Pubblicato il Dizionario storico dell’Inquisizione

Corriere Fiorentino del Corriere della Sera 5.10.10
Prosperi, mille pagine di Inquisizione
Domani il grande storico apre la rassegna di Anna Benedetti
di Edoardo Semmola

Elegante, con fare spavaldo, un fazzoletto di batista appuntato sul vestito chiaro. Pietro Carnesecchi si avvia verso il patibolo, parole sue, «vestito da carnevale per il grande disprezzo».

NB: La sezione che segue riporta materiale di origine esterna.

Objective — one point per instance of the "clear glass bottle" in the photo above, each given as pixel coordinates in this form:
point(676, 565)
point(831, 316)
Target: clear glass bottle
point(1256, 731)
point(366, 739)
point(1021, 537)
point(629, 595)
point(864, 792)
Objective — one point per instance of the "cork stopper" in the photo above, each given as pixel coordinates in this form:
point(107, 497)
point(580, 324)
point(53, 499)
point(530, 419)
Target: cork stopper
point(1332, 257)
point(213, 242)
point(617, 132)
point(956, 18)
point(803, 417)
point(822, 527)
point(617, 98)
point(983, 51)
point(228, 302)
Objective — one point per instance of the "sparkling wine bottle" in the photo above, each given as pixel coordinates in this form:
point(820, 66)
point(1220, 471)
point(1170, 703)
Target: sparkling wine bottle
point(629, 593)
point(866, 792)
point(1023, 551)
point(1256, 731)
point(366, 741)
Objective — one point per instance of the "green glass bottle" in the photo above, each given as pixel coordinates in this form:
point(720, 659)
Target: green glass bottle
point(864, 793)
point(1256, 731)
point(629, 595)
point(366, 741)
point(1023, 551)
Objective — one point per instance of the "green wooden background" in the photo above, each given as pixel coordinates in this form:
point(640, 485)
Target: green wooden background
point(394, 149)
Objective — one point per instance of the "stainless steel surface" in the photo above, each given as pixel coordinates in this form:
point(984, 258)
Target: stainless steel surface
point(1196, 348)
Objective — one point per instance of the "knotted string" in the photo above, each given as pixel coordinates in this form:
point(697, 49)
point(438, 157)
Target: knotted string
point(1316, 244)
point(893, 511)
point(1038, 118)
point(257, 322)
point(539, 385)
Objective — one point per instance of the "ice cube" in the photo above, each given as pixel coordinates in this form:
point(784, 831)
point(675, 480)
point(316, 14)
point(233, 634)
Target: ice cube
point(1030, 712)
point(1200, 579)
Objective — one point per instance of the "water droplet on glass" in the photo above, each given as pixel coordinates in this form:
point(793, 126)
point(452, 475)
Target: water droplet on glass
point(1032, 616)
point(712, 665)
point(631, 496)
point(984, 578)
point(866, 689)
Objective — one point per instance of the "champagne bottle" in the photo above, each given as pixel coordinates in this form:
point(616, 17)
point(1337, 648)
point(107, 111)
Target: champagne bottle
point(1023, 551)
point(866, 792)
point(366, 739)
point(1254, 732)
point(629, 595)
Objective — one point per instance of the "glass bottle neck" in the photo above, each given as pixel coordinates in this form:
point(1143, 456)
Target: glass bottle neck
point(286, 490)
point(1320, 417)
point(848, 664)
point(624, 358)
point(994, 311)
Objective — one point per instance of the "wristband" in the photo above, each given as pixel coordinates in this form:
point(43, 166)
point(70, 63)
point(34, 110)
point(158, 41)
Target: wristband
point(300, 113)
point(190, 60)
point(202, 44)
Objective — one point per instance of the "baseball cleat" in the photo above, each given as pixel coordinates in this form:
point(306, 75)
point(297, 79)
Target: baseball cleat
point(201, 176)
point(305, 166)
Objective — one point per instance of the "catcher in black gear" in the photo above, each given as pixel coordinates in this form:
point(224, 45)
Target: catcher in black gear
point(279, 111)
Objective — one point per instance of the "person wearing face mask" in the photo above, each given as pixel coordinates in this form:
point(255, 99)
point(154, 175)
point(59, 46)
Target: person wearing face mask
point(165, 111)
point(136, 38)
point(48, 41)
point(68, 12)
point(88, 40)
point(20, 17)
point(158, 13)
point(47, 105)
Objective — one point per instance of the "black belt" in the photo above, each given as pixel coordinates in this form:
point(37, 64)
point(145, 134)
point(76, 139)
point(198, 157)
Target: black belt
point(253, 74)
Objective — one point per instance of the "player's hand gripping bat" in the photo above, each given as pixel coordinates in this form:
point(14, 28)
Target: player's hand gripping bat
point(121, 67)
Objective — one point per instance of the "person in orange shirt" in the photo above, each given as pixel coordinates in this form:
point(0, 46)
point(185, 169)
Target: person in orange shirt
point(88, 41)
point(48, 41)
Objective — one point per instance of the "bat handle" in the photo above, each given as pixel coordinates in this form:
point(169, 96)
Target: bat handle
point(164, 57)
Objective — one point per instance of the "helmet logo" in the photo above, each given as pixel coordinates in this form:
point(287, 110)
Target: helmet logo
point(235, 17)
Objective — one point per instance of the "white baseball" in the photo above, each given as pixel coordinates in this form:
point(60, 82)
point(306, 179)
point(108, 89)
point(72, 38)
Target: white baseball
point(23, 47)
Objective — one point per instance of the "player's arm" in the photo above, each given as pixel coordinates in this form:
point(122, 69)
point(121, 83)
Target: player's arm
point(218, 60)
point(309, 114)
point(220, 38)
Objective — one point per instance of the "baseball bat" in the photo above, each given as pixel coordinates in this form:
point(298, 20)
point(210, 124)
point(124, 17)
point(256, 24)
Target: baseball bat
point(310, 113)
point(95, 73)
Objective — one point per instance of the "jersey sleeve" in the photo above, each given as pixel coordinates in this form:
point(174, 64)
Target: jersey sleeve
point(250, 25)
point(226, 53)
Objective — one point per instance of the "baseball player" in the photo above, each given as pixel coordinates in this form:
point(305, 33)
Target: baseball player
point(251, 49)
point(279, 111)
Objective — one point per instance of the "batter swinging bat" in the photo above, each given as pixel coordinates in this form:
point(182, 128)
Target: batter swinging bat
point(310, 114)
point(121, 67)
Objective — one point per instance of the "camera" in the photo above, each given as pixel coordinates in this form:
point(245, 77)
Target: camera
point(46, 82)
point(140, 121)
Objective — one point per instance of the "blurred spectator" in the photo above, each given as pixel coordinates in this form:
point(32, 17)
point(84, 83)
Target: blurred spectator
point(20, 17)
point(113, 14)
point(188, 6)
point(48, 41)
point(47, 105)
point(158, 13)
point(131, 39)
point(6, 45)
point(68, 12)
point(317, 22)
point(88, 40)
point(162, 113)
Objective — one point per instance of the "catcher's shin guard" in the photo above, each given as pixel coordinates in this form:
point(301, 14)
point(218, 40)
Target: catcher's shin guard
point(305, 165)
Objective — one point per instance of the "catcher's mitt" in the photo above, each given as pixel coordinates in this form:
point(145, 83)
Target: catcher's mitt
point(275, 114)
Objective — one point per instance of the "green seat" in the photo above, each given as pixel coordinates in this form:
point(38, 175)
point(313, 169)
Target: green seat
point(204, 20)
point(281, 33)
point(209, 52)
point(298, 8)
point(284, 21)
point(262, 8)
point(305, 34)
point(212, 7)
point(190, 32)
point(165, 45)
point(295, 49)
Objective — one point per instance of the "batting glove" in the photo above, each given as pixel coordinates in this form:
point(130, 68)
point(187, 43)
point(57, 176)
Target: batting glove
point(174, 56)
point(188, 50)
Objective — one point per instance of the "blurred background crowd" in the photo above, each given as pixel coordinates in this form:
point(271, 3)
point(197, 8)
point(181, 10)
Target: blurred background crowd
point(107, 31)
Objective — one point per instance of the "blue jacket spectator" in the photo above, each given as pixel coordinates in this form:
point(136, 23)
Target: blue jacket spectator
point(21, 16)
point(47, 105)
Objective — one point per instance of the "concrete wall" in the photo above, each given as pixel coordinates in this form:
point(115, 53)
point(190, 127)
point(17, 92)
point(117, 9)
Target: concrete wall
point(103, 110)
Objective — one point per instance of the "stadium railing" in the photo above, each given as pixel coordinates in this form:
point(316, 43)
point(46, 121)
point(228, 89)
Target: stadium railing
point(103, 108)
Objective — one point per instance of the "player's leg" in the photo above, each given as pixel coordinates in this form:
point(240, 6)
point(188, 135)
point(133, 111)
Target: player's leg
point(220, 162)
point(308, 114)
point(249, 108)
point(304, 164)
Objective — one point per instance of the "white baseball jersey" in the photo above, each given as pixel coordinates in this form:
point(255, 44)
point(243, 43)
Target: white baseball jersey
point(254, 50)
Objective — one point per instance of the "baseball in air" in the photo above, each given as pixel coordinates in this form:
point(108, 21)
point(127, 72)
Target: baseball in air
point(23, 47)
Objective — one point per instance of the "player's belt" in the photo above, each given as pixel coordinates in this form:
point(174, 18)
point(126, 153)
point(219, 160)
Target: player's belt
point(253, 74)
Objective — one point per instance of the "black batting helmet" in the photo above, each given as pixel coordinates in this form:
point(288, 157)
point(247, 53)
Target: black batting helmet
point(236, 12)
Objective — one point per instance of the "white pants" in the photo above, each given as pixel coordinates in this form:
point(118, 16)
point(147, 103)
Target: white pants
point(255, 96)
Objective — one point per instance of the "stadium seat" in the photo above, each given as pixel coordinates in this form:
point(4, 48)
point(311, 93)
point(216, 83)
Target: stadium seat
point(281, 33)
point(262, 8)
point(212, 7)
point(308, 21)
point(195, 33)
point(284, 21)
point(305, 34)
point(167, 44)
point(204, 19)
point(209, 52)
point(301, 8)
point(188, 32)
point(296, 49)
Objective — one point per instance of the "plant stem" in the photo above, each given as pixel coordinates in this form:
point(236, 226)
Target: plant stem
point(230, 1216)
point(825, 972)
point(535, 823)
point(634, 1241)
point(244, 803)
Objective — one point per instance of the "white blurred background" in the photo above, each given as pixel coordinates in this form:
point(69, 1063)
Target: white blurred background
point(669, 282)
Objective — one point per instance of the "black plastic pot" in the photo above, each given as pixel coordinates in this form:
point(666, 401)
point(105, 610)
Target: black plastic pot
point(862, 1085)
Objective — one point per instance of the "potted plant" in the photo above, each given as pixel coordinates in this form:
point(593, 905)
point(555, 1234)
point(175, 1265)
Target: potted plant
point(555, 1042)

Disprezzo per l’Inquisizione che lo aveva condannato a morte per aver abbracciato, come Michelangelo prima di lui, le teorie di riforma morale della Chiesa di Juan de Valdés. Sono passati appena 20 anni dall’istituzione della Santa Inquisizione Romana e Firenze non ha perso tempo. La prima e più illustre vittima è proprio l’«eretico» Carnesecchi, uno dei maggiori intellettuali del tempo, valdesiano giustiziato nel 1567. Siamo a pagina 312 del Dizionario storico dell’Inquisizione (Edizioni della Normale) del grande storico Adriano Prosperi che domani (ore 17.30 alla Biblioteca delle Oblate) apre la nuova stagione di «Leggere per non dimenticare», la rassegna letteraria di Anna Benedetti.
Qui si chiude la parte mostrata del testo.